LAWS(ORI)-1985-10-23

BABU PAL ASHOK SAHU ALIAS DRUBA Vs. STATE

Decided On October 14, 1985
Babu Pal Ashok Sahu Alias Druba Appellant
V/S
STATE Respondents

JUDGEMENT

(1.) THE three appellants stood charged under Section 395 of the Indian Penal Code (The Code for short) for having committed dacoity with Purna Chandra Pradhan, who also stood trial as a co -accused but was acquitted of the charge and four others, in the house of Sushil Kumar Sahu (P. W. 5) in village Salbania in the district of Dhenkanal during the night on January 9/10, 1981, being armed with dangerous instruments and having caused injuries to some of the inmates of the house and for having removed cash and a number of other articles. The appellants bad pleaded not guilty to the charge. While the prosecution had examined twelve witnesses to establish its case, the appellant Babul Pal had examined one witness in his defence to establish that the cash recovered from his possession belonged to him.
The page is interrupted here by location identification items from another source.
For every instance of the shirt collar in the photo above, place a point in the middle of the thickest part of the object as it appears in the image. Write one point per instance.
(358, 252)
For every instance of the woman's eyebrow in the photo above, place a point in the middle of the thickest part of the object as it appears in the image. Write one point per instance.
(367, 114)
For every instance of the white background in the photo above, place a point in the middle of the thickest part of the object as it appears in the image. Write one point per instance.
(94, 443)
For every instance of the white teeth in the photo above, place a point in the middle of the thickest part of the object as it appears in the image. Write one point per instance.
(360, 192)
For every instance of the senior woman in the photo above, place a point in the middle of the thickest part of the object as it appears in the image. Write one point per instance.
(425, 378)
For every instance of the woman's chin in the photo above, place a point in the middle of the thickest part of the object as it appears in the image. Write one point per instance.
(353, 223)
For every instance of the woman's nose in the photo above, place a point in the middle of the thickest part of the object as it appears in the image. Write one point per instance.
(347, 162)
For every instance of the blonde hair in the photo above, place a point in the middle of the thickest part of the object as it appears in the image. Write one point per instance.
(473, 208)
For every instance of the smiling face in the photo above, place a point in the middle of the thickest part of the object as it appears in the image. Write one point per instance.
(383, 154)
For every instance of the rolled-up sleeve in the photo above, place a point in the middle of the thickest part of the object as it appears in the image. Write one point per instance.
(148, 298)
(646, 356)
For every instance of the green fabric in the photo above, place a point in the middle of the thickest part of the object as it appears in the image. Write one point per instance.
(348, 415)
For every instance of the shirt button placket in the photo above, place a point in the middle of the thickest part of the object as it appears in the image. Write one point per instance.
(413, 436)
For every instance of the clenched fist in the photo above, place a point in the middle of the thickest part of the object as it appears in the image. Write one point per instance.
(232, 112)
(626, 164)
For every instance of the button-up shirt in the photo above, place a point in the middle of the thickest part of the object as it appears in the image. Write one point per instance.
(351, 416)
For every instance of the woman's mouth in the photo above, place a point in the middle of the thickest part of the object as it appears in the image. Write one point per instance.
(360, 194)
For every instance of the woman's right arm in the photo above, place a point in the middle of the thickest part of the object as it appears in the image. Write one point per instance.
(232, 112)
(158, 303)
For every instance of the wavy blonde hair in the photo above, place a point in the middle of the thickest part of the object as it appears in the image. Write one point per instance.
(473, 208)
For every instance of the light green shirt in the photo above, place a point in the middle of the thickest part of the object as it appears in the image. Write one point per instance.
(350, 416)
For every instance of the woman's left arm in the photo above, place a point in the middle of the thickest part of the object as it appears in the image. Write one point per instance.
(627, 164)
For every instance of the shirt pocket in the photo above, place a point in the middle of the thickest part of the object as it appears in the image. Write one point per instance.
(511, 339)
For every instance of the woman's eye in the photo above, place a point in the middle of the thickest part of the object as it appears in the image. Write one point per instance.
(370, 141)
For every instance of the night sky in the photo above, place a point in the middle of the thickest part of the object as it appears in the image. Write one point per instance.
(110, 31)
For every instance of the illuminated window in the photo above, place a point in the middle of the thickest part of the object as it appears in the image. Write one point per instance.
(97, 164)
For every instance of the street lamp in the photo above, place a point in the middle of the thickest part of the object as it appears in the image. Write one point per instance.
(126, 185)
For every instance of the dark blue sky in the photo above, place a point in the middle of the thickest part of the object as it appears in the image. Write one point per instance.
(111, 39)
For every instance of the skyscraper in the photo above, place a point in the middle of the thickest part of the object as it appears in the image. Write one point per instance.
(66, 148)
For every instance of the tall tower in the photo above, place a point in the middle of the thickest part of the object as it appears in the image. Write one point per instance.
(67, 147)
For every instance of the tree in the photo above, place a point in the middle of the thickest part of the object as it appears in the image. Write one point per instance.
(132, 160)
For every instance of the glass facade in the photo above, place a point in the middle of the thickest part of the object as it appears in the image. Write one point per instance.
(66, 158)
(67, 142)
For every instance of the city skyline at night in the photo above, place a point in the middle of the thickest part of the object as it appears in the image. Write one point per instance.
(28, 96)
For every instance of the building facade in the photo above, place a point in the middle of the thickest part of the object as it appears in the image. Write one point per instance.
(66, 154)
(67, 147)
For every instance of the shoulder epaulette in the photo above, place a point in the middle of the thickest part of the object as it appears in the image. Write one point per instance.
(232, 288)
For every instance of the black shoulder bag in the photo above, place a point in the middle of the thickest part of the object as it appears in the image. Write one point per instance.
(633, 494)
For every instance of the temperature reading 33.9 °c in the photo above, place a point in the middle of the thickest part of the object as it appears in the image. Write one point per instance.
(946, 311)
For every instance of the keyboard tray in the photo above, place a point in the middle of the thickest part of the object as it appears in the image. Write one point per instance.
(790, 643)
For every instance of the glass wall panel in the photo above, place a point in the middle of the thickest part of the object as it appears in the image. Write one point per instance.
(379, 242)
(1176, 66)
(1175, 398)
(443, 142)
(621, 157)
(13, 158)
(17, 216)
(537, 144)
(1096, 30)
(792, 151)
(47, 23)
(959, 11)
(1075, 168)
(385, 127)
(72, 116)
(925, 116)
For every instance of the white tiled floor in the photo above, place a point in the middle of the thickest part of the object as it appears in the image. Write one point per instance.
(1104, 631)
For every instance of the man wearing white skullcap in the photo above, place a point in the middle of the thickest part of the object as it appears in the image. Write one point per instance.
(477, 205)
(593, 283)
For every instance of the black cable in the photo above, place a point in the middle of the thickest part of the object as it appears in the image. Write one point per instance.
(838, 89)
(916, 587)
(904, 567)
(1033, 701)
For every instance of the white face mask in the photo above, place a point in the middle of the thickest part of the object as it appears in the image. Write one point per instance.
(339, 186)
Reliance had been placed by the prosecution on the evidence of two identifying witnesses, namely, P. Ws. 5 and 7. Besides, in the morning following the night of occurrence, while the three appellants had been moving together and were about to board the Baripada -Cuttack bus at Khunta, they were caught red -handed with the articles removed during the commission of dacoity, taken to the police station and arrested.

(2.) ON a consideration of the evidence, the learned Assistant Sessions Judge held that the charge had been brought home to the three appellants while it had not been established against the co -accused Purna Chandra Pradhan. Accordingly, each of the appellants was convicted under Section 395 of the Code and sentenced to undergo rigorous imprisonment for a period of eight years.

(3.) ON perusal of the impugned judgment, I notice that on a careful consideration of the evidence of P. Ws. 5 and 7 who had identified properly the three appellants in the Court and at an earlier stage at the test identification parade which had been conducted by P. W. 5 not long after the occurrence but on February 3, 1981, the learned trial Judge has held that the evidence of these two witnesses was worthy of credence. I see no justifiable reason to take a different view and therefore, in affirming the judgment, it would not be necessary to catalogue the entire evidence in this regard and reiterate the reasons recorded by the learned trial Judge in support of his conclusion. In this connection, reference may be made to the decision reported in 1981 Cri. L. J . 1019 (Supreme court); AIR 1981 S. C. 1417 (State of Kamataka v. Hamareddy and Anr.,) As the evidence would clearly indicate, the commission of offence had taken a considerable time. The place had been lighted and P. Ws. 5 and 7 were in a position to carefully see the culprits and mark their features. The test identification parade had properly been conducted and there was no material to indicate that the identifying witnesses had seen or had been shown the suspects prior to the test identification proceedings. Merely because one of the appellants had a scar mark and there was no evidence that some of the persons who had been mixed up with the suspects had scat marks, the identification of the suspacts at the test identification parade could not reasonably be thrown out, I am at one with the trial Court that the three appellants had properly been identified by Ws. 5 and 7.